Bosman, like all players, couldn’t leave his club without permission once his contract had finished. The Belgian midfielder wanted to move from Club de Liege to Dunkerque but when he was stopped he took his predicament to the European courts, who ruled in favour of the Belgian youth international.
From now on players over 24 were free to move wherever when their contracts expired, without their new club having to pay any compensation. It allowed players to threaten clubs into providing new contracts which included pay rises and signing-on fees or they would leave for another team that would deliver their demands.
With negotiations becoming even more valuable, players began to enlist the services of agents who would quickly become the most popular bogey-men in football. Their skills meant that clubs had to fork out more and more and these new middle men began to influence transfers as much as managers and chairmen.
Bosman’s lawyer throughout that case, Jean-Louis Dupont, is once again trying to take on the footballing authorities and dismantle their Financial Fair Play programme. Dupont argues that FFP goes against European competition law because it stops owners from overspending to grow clubs, reduces transfer activity and restricts the incomes of players and agents.
If Dupont is successful then he will once again enable everyone in football to pursue their riches unhindered, further alienating fans that have to pay higher ticket prices and make football at the lower levels unsustainable.
Jean-Marc Bosman, the instigator of this change, was another party who never benefited from his ruling.
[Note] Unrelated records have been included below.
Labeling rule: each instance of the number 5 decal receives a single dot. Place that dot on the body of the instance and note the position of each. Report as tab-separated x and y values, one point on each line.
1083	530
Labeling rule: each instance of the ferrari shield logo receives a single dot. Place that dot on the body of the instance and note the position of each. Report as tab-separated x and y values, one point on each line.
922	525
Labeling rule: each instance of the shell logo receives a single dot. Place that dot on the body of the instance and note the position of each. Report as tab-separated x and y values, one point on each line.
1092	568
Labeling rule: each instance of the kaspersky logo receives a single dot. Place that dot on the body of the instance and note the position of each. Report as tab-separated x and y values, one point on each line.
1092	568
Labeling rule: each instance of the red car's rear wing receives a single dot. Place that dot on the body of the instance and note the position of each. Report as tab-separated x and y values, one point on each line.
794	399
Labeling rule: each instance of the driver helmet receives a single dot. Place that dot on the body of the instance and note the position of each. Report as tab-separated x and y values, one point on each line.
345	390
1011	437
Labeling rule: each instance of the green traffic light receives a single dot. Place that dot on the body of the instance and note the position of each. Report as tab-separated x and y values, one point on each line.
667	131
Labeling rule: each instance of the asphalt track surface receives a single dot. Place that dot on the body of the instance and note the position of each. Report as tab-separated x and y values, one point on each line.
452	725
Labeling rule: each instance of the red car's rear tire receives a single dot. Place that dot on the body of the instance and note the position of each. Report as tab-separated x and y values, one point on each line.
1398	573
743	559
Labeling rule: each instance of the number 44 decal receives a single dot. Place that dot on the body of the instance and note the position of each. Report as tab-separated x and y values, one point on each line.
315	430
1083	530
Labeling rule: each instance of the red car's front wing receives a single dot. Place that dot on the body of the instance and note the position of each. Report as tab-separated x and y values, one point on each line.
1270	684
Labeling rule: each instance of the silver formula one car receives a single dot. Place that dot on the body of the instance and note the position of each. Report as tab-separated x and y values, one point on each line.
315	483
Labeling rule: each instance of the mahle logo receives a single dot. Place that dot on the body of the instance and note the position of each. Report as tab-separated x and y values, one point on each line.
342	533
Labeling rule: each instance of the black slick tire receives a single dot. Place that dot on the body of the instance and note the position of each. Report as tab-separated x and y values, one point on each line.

The midfielder began the case in 1990 and until it concluded in 1995 he was unable to play for any club, by which time he was 30 years old and was having to live off the court indemnities now that his football career was effectively over.
He tried to create a new living by investing in various business deals but these all failed which led to issues with his mental health and alcohol addiction.
In 2011 he asked his partner’s 15-year-old daughter to buy him alcohol when he was already drunk and when his partner intervened he punched her in the face, eventually being found guilty of assault. The couple have two other children together but don’t share a home because it would mean he would receive less of his monthly benefits.
Although the judge granted him a one-year suspended sentence in order to get his life back on track, ordering him to take anger management classes and psychotherapy, he never kept up with the appointments and is on the verge of returning to prison.
Jean-Marc Bosman is a lesson to footballers who believe that the game is the easiest route to riches and happiness, and demonstrates that the sport can leave many lives in destitution despite being awash with money.